- Directed by: Patrick Creadon
- Produced by: Christine O'Malley; John Kessler;
- Edited by: Nick Andert; Daniel J. Clark;
- Music by: Peter Golub
- Release date: 2015;

= All Work All Play =

All Work All Play is a 2015 documentary film directed by Patrick Creadon. It explores the growing esports industry and follows professional gamers as they compete in the Electronic Sports League's 2014 Intel Extreme Masters World Championship.

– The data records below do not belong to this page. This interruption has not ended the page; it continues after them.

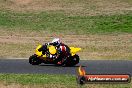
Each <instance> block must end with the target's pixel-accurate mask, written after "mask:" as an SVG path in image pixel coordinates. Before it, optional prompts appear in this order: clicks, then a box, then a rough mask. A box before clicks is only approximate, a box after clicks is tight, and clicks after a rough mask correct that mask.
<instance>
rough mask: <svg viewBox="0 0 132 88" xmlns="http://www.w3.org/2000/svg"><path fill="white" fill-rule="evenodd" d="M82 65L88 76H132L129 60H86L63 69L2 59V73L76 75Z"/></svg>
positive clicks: (46, 65)
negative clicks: (113, 74) (119, 75)
mask: <svg viewBox="0 0 132 88" xmlns="http://www.w3.org/2000/svg"><path fill="white" fill-rule="evenodd" d="M80 65H82V67H83V68H84V69H85V70H86V73H87V74H130V75H131V76H132V61H129V60H86V61H80V63H79V64H77V65H76V66H74V67H61V66H55V65H52V64H40V65H36V66H33V65H31V64H29V63H28V59H0V73H17V74H72V75H75V74H76V71H77V69H78V67H79V66H80Z"/></svg>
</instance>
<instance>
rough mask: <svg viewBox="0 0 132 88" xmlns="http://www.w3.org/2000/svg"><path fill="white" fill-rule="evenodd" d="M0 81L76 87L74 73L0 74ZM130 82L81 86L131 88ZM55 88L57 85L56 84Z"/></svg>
mask: <svg viewBox="0 0 132 88" xmlns="http://www.w3.org/2000/svg"><path fill="white" fill-rule="evenodd" d="M0 81H1V82H2V81H3V82H5V83H6V84H7V85H10V84H12V83H16V84H22V85H45V84H47V85H49V87H46V88H50V87H51V85H58V87H59V88H62V87H60V86H61V85H63V87H65V88H69V87H72V88H77V86H78V85H77V83H76V76H74V75H49V74H0ZM131 86H132V85H131V83H130V84H86V85H83V86H81V87H82V88H88V87H89V88H106V87H107V88H131ZM56 88H57V86H56Z"/></svg>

The documentary was screened as a "work in progress" at the 2015 Tribeca Film Festival. To commemorate its official release, Fathom Events and By Experience broadcast two special screenings of the film, each of which was followed by a panel discussion with the creators and cast. For All Work All Play's international theatrical release, Fathom Events and By Experience released the film in 1,200 theaters worldwide.

== Synopsis ==
The documentary primarily focuses on professional League of Legends players as they vie for spots at the Intel Extreme Masters World Championship, an annual esports competition held in Katowice, Poland. The film also follows Michal "Carmac" Blicharz, the managing director of ESL, and details his ascension from gaming enthusiast to organizer of the IEM Championship.

== Cast ==
Creadon interviewed several professional gaming teams for the film, including American teams Cloud9 and Team SoloMid and South Korean team GE Tigers.